Bu başlıktaki son entrynin üç sene önce yazılmış olduğunu görmek suretiyle yaşlandığımı fark etmek. Şimdiki gençler bilmiyor azizim böyle şeyleri, hiç sahip çıkmıyorlar değerlerimize.
Geçici görevle mesai harcadığın şubede bırak masa koltuk konforunu, oturacak doğru düzgün sandalye bulamamak, bulduğun sandalye ve türevlerinde ayağın yere değmemek.
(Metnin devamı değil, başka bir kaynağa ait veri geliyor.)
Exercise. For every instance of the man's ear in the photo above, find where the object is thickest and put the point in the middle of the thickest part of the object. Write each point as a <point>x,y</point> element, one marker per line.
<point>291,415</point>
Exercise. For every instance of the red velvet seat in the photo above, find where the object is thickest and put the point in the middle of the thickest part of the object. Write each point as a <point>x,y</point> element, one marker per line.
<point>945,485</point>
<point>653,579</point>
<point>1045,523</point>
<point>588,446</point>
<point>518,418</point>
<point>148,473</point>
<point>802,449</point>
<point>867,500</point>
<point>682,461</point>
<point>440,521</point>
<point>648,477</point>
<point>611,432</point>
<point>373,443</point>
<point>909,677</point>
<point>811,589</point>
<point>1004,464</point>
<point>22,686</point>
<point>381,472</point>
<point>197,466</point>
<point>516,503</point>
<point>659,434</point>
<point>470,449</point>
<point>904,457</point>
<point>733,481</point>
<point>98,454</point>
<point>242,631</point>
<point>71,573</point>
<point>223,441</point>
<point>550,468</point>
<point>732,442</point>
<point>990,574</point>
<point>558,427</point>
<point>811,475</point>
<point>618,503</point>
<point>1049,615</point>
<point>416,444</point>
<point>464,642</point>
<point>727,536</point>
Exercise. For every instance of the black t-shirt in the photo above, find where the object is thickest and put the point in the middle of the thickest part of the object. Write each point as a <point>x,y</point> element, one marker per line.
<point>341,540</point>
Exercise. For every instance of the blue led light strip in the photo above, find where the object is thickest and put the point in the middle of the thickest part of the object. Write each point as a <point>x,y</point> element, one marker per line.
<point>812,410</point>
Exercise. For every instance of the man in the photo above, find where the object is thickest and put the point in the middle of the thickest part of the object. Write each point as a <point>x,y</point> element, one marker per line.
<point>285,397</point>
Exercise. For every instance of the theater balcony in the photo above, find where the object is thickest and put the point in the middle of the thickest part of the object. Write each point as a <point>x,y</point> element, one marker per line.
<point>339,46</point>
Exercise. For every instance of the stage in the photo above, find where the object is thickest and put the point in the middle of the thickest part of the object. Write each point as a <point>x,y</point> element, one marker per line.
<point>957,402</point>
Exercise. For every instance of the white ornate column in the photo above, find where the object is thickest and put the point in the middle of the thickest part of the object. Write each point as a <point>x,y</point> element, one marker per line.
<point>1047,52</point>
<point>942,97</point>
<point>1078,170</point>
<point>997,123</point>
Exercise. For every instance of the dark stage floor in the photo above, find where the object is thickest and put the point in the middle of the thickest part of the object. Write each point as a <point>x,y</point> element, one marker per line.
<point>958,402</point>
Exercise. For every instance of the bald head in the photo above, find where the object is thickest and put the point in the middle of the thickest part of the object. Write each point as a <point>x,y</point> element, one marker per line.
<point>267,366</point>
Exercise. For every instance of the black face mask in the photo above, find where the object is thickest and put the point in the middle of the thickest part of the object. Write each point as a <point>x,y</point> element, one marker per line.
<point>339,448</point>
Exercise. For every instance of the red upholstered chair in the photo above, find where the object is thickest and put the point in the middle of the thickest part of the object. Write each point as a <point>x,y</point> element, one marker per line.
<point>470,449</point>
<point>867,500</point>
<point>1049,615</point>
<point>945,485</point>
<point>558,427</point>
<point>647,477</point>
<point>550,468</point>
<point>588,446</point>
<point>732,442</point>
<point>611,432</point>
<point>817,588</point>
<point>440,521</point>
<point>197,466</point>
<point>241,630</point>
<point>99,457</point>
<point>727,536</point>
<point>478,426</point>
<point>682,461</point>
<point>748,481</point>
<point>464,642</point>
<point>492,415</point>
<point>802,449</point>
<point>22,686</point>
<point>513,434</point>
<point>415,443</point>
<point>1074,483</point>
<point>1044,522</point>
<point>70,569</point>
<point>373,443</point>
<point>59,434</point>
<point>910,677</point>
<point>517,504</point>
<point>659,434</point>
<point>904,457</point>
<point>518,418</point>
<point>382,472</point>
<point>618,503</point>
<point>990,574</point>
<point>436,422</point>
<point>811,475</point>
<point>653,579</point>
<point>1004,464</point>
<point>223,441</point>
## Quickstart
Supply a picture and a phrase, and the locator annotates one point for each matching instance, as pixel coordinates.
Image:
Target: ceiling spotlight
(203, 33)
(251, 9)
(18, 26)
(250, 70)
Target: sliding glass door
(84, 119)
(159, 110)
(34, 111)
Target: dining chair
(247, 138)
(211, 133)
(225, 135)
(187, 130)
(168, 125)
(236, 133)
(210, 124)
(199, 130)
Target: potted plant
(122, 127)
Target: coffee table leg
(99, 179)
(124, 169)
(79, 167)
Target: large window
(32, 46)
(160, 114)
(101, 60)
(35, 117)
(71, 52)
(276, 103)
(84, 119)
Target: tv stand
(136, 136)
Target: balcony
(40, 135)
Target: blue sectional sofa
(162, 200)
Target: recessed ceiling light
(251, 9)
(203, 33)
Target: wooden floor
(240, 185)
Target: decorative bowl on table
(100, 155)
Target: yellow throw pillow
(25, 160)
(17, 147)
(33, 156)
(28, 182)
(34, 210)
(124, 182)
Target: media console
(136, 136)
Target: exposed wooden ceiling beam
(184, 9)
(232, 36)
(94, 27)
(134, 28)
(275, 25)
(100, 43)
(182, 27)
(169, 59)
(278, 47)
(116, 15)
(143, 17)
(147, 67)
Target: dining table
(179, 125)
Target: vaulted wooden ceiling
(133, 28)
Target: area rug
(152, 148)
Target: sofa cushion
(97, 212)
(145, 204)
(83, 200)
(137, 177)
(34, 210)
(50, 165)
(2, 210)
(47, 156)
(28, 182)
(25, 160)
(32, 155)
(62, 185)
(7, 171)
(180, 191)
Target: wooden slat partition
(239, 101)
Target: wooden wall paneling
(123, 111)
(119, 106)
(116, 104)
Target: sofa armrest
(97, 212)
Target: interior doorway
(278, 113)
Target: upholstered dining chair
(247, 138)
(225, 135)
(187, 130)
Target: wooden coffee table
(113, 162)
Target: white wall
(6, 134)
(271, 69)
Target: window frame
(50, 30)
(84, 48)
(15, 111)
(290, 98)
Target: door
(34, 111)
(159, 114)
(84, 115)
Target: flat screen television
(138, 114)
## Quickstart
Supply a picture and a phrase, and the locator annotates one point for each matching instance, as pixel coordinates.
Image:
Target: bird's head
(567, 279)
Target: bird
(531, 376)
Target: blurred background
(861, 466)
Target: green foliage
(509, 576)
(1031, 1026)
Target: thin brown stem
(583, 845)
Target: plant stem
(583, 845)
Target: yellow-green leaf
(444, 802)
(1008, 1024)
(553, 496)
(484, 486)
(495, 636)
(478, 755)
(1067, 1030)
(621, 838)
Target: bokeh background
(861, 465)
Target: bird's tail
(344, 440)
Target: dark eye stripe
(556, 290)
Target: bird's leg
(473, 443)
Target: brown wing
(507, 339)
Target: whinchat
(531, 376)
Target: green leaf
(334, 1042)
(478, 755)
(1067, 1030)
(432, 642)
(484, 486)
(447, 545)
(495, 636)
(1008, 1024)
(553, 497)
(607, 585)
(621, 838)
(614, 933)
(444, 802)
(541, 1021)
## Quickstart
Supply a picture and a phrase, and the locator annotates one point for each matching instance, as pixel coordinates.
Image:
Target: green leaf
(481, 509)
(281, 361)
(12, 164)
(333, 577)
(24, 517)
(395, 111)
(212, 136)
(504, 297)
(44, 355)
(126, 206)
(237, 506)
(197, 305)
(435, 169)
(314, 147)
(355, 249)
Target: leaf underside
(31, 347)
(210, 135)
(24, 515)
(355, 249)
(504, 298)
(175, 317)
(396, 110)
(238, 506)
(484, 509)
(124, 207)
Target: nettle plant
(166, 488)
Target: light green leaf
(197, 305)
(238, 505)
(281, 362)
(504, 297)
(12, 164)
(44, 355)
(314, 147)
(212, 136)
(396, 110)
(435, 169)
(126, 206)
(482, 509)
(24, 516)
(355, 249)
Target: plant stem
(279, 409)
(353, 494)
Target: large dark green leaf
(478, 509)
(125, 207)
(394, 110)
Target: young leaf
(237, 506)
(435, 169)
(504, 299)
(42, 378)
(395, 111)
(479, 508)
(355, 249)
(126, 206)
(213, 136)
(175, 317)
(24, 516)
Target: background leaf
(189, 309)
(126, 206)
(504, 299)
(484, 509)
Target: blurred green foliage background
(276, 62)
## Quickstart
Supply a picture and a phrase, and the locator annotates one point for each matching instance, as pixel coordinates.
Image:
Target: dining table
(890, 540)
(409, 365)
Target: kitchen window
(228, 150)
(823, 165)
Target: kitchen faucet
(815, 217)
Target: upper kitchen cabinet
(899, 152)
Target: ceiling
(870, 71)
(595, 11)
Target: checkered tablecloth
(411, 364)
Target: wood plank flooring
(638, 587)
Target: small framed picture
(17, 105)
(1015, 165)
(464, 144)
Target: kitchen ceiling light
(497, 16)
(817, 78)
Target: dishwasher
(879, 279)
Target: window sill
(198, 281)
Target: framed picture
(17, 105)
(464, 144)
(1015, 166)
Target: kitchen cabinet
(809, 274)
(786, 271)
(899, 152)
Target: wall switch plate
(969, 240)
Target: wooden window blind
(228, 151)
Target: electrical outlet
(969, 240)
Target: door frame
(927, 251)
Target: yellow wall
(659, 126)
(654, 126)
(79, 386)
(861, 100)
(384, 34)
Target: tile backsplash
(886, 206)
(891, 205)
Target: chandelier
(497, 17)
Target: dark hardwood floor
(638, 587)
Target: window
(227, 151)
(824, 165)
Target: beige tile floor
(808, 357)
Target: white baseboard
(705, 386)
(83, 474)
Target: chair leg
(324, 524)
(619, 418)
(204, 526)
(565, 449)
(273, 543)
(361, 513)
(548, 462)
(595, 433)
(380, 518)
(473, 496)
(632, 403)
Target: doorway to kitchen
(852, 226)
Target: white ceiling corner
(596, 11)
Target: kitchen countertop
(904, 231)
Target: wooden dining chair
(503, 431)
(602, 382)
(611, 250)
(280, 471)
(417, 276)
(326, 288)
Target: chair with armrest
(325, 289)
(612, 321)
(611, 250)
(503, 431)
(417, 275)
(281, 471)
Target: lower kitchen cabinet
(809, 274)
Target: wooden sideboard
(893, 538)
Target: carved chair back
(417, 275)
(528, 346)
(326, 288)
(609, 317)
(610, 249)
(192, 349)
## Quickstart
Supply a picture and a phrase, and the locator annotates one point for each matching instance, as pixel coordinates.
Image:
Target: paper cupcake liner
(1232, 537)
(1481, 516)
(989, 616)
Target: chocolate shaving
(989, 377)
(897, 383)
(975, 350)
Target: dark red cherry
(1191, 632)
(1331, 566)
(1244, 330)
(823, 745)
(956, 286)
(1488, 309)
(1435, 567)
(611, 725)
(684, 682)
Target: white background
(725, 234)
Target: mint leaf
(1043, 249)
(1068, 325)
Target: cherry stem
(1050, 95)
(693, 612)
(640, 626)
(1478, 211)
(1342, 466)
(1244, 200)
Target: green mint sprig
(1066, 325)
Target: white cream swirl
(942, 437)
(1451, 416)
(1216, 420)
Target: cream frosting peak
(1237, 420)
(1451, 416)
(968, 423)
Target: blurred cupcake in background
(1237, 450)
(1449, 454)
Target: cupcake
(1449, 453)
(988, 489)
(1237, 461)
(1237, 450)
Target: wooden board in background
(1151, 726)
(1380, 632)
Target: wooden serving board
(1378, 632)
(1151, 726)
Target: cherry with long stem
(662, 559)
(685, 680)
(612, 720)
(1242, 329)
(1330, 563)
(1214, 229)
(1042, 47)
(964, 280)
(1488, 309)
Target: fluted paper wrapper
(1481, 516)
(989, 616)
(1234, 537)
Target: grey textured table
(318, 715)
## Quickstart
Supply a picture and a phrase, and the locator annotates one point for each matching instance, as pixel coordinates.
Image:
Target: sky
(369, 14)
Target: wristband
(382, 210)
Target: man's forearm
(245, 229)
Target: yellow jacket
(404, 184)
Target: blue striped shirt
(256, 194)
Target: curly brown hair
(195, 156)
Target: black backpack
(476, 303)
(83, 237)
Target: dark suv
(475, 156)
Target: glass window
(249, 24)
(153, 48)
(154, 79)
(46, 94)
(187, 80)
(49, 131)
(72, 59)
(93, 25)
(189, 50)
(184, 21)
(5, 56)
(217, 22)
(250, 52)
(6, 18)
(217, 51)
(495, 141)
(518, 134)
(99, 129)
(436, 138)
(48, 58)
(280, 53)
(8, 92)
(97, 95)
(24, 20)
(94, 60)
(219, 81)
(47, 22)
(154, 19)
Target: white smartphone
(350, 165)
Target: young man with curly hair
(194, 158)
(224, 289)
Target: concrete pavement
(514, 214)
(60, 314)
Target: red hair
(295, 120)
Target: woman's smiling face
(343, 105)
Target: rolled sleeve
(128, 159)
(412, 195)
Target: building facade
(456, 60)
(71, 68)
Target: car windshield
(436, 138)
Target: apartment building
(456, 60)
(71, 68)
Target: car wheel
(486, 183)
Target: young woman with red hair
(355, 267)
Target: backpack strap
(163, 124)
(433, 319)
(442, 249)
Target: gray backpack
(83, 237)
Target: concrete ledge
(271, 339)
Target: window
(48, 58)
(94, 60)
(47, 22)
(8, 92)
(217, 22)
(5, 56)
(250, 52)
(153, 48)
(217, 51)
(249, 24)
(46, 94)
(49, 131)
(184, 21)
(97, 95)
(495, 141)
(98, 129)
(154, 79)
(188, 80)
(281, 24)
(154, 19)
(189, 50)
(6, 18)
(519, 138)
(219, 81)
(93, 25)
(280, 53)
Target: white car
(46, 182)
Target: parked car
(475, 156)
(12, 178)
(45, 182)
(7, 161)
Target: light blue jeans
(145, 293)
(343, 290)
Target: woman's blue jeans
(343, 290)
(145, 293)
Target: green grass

sandalyede uyumak. bir de sandalye tekerlekliyse... off bunaldım yemin ediyorum. içim daraldı. kayar o sandalye. durmaz bir yerde. kafanı masaya koyarsın rahat edemezsin.
imam bayıldı yapmak için alınan patlicanları yanlışlıkla buzluğa koyup orada unutmak,ertesi akşam bir hevesle eve gelmek patlicanları buzlukta olduğunu unutmak dolabı açınca acı gerçek ile karşılaşmak ve de kütük gibi olan patlicanlara hüzünlü şekilde bakıp imam bayıldı hayalimin suyun diplerine doğru gitmesi.
şehirler arası otobüs yolculuklarında tam da mola vermişken aşağı inmeyip boş otobüste kendince müziğin, sükunetin dibine vuran kişi olarak... hani o yanağını dışarıdan köpük köpük yıkanan otobüsün bir anda soğuyan camına dayıyorsun ya, hani sonra bir anda otobüsün hareket ettiğini hissediyorsun ya, hani aslında hareket eden otobüsün yandaki bir başka otobüs olduğunu anlıyorsun ya. işte böyle bir şey...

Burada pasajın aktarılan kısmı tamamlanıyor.